An HFEA report on egg donation treatments from 2014 to 2016 shows a 49 percent increase in cycles using donor eggs since 2011, a rapidly climbing treatment curve plotted against a background of ever-ageing patients, more embryo and oocyte freezing, and improving success rates in donor cycles. But as yet, the domestic supply of donor eggs cannot meet this rising demand, with the result that overseas treatment is often the easiest (or only) option.

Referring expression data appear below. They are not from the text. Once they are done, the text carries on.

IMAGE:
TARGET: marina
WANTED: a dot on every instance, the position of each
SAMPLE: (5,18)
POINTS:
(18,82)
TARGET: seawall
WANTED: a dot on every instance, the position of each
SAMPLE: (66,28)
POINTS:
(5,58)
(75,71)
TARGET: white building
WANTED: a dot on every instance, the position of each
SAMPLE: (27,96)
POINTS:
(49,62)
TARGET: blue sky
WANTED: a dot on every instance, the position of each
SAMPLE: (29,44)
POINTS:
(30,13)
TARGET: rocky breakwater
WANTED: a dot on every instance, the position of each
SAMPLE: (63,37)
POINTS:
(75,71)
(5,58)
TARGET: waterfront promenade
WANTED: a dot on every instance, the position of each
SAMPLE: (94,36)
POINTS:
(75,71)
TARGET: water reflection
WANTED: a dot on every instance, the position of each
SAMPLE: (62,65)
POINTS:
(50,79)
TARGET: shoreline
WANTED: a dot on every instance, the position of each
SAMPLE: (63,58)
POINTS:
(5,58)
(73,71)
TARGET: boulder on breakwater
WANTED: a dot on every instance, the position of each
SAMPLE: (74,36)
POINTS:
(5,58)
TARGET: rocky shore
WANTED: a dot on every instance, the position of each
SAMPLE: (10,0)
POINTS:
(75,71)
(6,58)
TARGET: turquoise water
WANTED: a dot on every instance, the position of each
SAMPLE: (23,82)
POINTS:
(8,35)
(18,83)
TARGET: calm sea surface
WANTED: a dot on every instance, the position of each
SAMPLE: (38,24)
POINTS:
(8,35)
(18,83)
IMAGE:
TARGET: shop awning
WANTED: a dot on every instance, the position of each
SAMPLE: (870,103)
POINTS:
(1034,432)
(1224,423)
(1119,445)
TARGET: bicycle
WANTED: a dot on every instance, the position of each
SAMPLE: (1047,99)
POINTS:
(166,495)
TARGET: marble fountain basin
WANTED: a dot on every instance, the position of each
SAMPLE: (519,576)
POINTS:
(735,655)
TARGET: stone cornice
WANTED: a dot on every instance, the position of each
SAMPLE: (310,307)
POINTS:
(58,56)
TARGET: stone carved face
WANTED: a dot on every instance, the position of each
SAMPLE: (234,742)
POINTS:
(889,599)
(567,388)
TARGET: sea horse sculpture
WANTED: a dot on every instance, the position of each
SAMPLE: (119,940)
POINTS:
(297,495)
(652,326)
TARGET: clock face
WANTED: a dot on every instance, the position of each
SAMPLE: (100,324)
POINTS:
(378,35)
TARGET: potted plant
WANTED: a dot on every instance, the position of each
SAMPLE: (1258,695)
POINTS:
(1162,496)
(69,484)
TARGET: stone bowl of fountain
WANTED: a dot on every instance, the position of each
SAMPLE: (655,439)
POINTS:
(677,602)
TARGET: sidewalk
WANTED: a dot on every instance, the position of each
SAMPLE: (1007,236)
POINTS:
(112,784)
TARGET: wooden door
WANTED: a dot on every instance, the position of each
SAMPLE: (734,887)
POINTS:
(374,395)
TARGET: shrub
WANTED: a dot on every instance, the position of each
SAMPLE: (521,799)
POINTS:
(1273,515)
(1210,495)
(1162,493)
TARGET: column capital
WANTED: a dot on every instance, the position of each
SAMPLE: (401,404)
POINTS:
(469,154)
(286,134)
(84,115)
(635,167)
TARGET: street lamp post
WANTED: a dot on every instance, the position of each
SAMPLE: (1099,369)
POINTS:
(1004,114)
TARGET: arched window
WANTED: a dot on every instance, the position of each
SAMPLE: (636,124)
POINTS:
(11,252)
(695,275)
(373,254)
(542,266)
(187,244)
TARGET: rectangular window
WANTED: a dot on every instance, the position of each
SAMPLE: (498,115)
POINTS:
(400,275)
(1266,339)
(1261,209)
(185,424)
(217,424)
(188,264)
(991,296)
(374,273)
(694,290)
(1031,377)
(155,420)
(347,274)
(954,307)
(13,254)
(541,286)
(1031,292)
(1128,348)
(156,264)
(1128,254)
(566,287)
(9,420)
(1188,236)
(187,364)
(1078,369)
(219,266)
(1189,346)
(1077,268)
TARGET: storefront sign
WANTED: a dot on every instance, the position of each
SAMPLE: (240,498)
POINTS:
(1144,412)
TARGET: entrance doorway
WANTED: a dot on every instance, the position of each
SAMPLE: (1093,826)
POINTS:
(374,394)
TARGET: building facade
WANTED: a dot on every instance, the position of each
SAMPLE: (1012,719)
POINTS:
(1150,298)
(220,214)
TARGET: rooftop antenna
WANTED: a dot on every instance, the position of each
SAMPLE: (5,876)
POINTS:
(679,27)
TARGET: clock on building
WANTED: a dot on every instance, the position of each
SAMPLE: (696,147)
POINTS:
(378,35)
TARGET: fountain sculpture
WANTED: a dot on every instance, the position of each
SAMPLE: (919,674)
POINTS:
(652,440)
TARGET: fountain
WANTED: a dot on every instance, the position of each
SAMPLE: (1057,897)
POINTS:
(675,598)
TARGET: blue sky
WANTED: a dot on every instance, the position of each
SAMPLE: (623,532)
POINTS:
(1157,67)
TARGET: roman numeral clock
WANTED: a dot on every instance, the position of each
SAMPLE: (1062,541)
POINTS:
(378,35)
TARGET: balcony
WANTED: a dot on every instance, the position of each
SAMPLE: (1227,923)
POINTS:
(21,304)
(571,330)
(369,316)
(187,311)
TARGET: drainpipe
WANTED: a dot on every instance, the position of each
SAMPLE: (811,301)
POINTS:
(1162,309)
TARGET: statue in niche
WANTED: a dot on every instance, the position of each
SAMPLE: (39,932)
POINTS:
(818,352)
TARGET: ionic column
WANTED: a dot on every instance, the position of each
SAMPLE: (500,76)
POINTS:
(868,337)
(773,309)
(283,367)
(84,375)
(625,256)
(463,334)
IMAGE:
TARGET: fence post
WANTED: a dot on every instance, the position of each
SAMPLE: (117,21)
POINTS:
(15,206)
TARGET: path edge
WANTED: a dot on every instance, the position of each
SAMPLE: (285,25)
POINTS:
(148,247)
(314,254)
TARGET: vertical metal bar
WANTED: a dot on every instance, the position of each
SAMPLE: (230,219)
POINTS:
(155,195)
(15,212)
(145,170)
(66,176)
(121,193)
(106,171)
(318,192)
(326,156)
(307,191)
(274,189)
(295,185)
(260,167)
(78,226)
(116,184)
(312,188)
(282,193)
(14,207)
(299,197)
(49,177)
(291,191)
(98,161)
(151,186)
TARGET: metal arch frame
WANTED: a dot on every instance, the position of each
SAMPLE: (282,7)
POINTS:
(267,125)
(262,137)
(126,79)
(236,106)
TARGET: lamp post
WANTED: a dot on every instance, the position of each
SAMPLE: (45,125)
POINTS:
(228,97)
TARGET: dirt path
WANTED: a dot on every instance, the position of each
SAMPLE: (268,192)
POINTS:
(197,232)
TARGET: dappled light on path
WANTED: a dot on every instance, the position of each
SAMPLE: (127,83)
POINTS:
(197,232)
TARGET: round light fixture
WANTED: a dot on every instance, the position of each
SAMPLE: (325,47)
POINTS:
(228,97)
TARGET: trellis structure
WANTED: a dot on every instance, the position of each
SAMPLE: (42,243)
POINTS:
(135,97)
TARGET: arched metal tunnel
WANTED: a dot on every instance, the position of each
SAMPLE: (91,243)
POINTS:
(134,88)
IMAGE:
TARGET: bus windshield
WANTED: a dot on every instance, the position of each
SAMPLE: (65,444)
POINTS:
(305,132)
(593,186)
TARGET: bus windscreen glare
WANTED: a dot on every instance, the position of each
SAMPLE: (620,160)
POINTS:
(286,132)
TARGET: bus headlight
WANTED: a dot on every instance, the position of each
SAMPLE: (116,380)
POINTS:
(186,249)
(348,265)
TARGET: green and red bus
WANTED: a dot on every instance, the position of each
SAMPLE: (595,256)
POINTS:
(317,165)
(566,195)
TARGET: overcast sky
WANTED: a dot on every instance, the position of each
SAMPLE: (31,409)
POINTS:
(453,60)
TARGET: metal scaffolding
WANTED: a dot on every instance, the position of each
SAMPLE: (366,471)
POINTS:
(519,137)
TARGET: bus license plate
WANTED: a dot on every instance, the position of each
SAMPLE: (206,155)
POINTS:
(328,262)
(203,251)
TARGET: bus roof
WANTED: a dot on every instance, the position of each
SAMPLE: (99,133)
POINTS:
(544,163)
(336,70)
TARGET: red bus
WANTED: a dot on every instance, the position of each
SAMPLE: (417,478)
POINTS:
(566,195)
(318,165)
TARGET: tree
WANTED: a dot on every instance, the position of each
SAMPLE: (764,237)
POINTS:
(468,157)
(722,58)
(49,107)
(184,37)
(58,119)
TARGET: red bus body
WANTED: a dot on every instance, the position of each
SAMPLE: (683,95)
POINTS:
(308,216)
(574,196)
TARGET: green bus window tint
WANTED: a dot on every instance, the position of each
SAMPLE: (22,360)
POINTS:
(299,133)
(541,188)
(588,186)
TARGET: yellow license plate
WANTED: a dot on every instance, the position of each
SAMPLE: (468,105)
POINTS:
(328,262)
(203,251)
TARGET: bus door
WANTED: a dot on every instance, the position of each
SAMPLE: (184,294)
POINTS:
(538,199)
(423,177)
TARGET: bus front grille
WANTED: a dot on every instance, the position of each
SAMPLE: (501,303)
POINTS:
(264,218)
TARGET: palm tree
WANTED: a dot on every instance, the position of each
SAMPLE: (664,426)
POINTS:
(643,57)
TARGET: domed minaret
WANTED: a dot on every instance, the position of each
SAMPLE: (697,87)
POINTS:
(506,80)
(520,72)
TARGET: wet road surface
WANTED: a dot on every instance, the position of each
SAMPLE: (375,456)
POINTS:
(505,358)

At the same time, we have seen a rising demand from UK women opting for elective or 'social' egg freezing – usually as insurance against the inevitable decline in female fertility after the age of 35. The increase in egg freezing procedures at the London Women's Clinic has been dramatic, up from just six treatments in 2012 to 186 in 2016, and 309 in 2018. These figures were reflected in a survey this year from the Royal College of Obstetricians and Gynaecologists which found that 11 percent of women questioned had frozen or considered freezing their eggs, with a further 34 percent saying they would consider this in the future (see BioNews 991).
The HFEA's latest report on egg donation did not address the technique of freeze and share, and there are no studies as yet of those taking part. But, as more and more women turn to elective oocyte freezing, some questions must be addressed, not least the ten-year limit to storage time (see BioNews 991).
For now, however, it seems reasonable to hope that the objections to subsidised IVF treatment for egg-sharers are not raised yet again with subsidised egg freezing in a renewed ethical debate. For just as 20 years ago egg-sharing provided opportunities for women to receive IVF treatment without cost, so now schemes like freeze and share provide the same opportunities for fertility preservation and delayed IVF for women who cannot afford the cost of treatment.